Johnny Depp, of course, plays the title role, marking the sixth outing he and Burton have made together as star and director. Sweeney feels like the accomplishment the two have been working toward their entire collaborative career, with Scissorhands, Ed Wood, Sleepy Hollow, Charlie and the Chocolate Factory and the clay-mation Corpse Bride standing as formidable precursors. You get the sense that the maker and the muse have come to recognize how to best combine their individual skills, and here the mash-up feels the most lived-in and refined. Depp’s embodiments of Burton’s eccentric leading men have become some of the screen’s most immortalized characters, and Sweeney is destined to join, if not top, that list. While he doesn’t bowl you over with his newly unveiled pipes the way, say, Ewan McGregor did in Moulin Rouge! or Catherine Zeta-Jones did – explosively – in Chicago, Depp was the only choice to play this character. To say he is one of the most talented actors of his generation is an obvious understatement at this point. The fascinating thing about Depp is that he doesn’t choose roles, the roles choose him. His unique looks, style and track record have made him his own niche market.

Helena Bonham Carter, Burton’s real-life love, is Mrs. Lovett, in one of 2007’s finest supporting performances. Also a Burton film alum, Bonham Carter looks right at home in the director’s worlds, here appearing as though she was born and raised in Fleet Street’s gutters. Buxom and big-haired though crawling with filth, she’s like Rob Zombie’s object of desire had he lived in the 1800’s. She gets the mood of the piece just right (even more so than Depp), belting and shuffling her way through the part with a nightmarish glee. The rest of the cast includes Alan Rickman as Turpin, go-to slithery side player Timothy Spall as his devious right-hand man, Sacha Baron Cohen as a showy and competitive colleague, and newcomers Jayne Wisener and Jamie Campbell Bower as Todd’s daughter and shipmate, respectively. Colorful highlights be them all, this is Johnny and Helena’s show all the way.

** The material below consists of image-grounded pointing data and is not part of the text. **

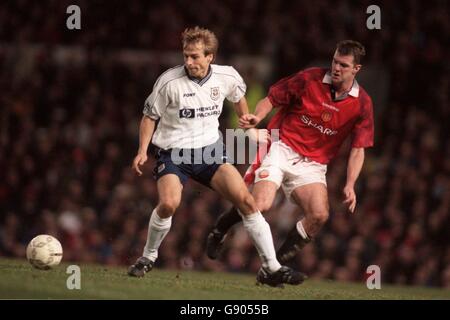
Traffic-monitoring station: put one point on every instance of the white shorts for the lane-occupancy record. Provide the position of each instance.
(288, 169)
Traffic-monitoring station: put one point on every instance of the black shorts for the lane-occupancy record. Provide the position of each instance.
(199, 164)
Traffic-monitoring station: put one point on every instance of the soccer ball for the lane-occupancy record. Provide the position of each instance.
(44, 252)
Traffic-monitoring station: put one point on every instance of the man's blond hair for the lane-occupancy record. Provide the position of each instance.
(197, 34)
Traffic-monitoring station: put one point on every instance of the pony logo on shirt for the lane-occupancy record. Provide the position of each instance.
(215, 93)
(187, 113)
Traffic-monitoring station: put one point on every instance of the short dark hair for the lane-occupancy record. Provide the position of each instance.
(351, 47)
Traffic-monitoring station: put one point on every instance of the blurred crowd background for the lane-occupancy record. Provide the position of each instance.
(71, 102)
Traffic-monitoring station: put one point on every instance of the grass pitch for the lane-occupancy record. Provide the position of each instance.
(18, 280)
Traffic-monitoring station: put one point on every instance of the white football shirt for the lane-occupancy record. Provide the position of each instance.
(188, 109)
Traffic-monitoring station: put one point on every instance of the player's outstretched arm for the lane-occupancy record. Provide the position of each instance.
(146, 129)
(241, 107)
(263, 107)
(355, 163)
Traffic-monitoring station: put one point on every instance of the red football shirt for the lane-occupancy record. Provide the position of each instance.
(315, 125)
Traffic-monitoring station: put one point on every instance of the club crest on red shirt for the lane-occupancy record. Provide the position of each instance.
(326, 116)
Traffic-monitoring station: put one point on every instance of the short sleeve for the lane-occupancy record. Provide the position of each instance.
(287, 90)
(156, 103)
(236, 88)
(363, 132)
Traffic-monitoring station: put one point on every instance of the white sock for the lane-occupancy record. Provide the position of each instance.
(301, 230)
(157, 230)
(259, 231)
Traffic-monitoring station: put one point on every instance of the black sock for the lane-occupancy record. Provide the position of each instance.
(227, 219)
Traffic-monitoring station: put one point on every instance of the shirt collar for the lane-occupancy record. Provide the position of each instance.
(199, 81)
(354, 91)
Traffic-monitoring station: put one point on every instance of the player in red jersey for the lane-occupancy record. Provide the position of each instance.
(317, 110)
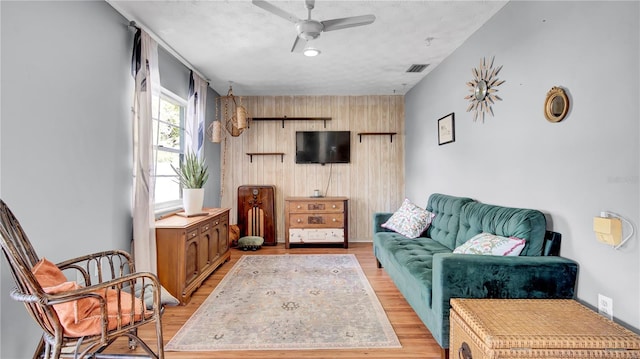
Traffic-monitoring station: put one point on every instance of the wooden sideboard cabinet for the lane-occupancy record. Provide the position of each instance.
(316, 220)
(190, 249)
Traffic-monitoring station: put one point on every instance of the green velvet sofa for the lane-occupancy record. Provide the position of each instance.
(429, 274)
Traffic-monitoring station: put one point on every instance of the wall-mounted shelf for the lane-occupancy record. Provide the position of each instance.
(251, 154)
(285, 118)
(390, 134)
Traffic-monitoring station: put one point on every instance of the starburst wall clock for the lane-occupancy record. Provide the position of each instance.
(483, 89)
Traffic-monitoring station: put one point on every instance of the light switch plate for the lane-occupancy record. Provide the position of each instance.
(605, 306)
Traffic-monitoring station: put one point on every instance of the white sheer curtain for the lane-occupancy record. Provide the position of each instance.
(196, 108)
(146, 102)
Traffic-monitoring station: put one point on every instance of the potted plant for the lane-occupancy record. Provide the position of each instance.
(192, 176)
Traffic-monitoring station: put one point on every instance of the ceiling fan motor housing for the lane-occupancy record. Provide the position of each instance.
(309, 29)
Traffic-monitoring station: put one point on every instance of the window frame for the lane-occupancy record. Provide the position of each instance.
(169, 96)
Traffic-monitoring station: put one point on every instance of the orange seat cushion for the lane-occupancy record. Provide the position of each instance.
(83, 316)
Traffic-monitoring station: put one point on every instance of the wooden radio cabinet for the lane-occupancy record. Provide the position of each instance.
(316, 220)
(190, 249)
(257, 212)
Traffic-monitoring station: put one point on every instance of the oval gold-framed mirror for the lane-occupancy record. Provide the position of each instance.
(556, 105)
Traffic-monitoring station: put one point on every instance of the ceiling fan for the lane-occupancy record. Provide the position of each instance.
(310, 29)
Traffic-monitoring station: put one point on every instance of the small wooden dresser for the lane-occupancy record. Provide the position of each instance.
(190, 249)
(317, 220)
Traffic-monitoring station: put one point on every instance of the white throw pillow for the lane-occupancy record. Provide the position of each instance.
(492, 245)
(409, 220)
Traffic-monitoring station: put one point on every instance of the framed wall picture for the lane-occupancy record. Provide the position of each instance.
(446, 129)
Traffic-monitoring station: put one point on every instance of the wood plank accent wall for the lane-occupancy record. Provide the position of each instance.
(373, 181)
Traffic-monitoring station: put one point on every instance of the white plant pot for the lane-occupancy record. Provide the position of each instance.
(192, 200)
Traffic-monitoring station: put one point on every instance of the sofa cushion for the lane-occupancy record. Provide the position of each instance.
(445, 224)
(490, 244)
(412, 258)
(409, 220)
(527, 224)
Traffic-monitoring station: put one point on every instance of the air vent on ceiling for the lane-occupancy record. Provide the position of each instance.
(417, 67)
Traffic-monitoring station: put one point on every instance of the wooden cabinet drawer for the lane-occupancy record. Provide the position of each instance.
(316, 206)
(316, 220)
(192, 233)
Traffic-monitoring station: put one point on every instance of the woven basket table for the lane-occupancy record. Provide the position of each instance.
(535, 328)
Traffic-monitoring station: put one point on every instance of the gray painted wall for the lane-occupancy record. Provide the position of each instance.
(570, 170)
(65, 145)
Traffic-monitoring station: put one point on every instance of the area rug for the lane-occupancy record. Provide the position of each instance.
(278, 302)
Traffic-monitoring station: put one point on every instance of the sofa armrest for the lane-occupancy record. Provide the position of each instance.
(378, 219)
(476, 276)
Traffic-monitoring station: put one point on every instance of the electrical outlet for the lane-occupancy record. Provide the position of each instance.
(605, 306)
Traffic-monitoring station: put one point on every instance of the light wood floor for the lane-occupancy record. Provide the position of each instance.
(416, 340)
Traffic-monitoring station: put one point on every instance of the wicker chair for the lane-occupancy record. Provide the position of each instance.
(99, 273)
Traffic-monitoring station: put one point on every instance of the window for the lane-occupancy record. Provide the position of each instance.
(168, 144)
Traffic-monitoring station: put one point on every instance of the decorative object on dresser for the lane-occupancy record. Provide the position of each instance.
(192, 176)
(257, 212)
(316, 221)
(190, 249)
(536, 328)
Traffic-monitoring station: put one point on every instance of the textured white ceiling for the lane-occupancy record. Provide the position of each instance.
(235, 41)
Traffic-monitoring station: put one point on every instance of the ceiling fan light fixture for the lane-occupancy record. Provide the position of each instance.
(311, 51)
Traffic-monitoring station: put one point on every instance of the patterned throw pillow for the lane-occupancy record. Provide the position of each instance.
(409, 220)
(492, 245)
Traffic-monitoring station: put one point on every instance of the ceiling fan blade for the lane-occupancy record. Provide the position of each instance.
(275, 10)
(310, 4)
(346, 22)
(298, 44)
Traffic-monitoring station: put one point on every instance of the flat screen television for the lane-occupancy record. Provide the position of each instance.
(323, 147)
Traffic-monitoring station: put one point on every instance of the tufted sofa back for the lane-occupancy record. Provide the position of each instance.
(445, 226)
(528, 224)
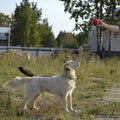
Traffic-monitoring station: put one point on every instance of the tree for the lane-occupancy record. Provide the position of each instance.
(66, 40)
(5, 20)
(46, 34)
(82, 38)
(87, 9)
(25, 24)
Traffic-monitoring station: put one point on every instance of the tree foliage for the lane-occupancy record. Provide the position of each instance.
(87, 9)
(46, 34)
(66, 40)
(26, 26)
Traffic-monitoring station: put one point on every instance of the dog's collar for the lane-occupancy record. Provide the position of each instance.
(68, 77)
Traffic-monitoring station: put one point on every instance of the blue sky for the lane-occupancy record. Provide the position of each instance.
(51, 9)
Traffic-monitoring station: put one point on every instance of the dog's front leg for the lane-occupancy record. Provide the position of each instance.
(71, 107)
(65, 103)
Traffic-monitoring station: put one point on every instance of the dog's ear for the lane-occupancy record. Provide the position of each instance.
(67, 67)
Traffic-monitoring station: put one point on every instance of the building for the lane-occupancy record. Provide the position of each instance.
(4, 36)
(110, 42)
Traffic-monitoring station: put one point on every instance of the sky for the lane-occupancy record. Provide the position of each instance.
(51, 9)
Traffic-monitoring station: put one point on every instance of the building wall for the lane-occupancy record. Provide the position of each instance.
(114, 44)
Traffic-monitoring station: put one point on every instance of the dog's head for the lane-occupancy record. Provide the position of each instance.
(70, 68)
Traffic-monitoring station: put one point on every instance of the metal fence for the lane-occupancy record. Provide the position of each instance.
(31, 50)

The split-level home base of Todd and Lovett’s joint venture, Turpin’s impressively swanky flat and the charcoal-tinted cobblestone alleyways that intersect them are essentially the only locations to be seen in Sweeney. Burton wisely keeps his atmosphere fairly enclosed, acquiescing to the limits of the original Broadway show. The action rarely strays far from the demon barber’s deadly headquarters, and just as Marshall did, Burton makes you feel as though the curtain could drop at any moment. Still, he makes the movie feel big. Speedy, CG-enhanced, first-person tours through the city streets and sweeping, stylized crane shots that go high above London’s rainy rooftops suggest that another town full of unsuspecting victims lives just next door. Like great theater, the movie needn’t show you everything to make you feel it.

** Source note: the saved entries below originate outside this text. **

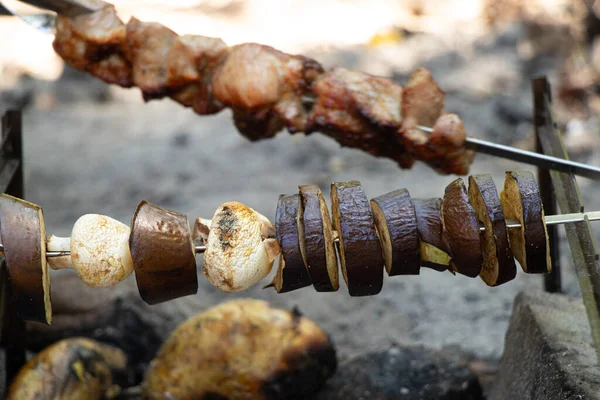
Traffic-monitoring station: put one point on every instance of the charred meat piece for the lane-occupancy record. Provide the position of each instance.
(23, 235)
(360, 111)
(434, 246)
(396, 223)
(261, 83)
(521, 201)
(316, 242)
(359, 246)
(292, 273)
(498, 261)
(163, 254)
(95, 43)
(443, 149)
(462, 227)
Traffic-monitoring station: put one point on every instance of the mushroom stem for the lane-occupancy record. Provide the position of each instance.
(56, 244)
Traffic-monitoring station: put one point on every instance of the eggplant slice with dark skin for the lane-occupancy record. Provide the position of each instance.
(291, 273)
(498, 262)
(521, 201)
(434, 248)
(463, 230)
(359, 247)
(316, 242)
(163, 254)
(396, 223)
(24, 239)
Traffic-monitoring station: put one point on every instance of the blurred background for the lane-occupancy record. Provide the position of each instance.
(94, 148)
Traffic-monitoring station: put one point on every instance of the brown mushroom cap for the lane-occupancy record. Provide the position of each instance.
(359, 247)
(521, 201)
(163, 254)
(321, 258)
(463, 230)
(71, 369)
(498, 261)
(242, 349)
(24, 238)
(396, 223)
(291, 273)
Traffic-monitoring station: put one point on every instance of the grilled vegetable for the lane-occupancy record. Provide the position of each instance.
(291, 273)
(462, 227)
(359, 246)
(396, 223)
(521, 201)
(163, 254)
(498, 261)
(242, 349)
(434, 247)
(24, 239)
(317, 241)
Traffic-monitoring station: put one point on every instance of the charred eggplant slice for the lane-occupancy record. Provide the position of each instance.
(316, 242)
(462, 227)
(498, 261)
(396, 223)
(359, 246)
(434, 248)
(521, 201)
(24, 239)
(163, 254)
(291, 273)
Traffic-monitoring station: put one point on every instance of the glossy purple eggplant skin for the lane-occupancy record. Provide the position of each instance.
(360, 249)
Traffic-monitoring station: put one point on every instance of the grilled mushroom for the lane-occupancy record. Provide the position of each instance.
(163, 254)
(498, 261)
(71, 369)
(100, 250)
(521, 201)
(359, 246)
(291, 272)
(239, 250)
(396, 223)
(317, 240)
(24, 238)
(462, 227)
(242, 349)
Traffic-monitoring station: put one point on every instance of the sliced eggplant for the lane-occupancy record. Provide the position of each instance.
(291, 273)
(163, 254)
(498, 261)
(396, 223)
(316, 242)
(521, 201)
(359, 246)
(434, 247)
(462, 227)
(24, 238)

Indeed, Burton has the most fun and the film the most pick-up the moment Mr. Todd slashes his first throat (which is strategically delayed to the breaking point). Rather than being terrifying, Sweeney’s elegant use of plasma is sinfully and playfully delightful, as if Mr. Scissorhands picked up where Kill Bill’s The Bride left off and traveled across the pond. Every spurt paints splashes of vibrant red on Burton’s washed-out landscape, and the movie becomes a virtual ballet of blood. The kills begin to merge as seamlessly with the songs as the lyrics do, and the way the film makes light of it extracts nearly all of the offensiveness that may steer viewers away. This is not Saw with song, it’s The Sound of Music with a sharp, deadly edge. Its only weakness comes from a side story that it spends a great deal of time building up, then inexplicably leaves hanging in the air. Whether that be a flaw of the original tale or an oversight of Burton’s editing process is unbeknownst to me. What I do know is that you’d be hard pressed to find a film of last year with all of its elements as well-suited to its material as this one. It’s bloody good fun.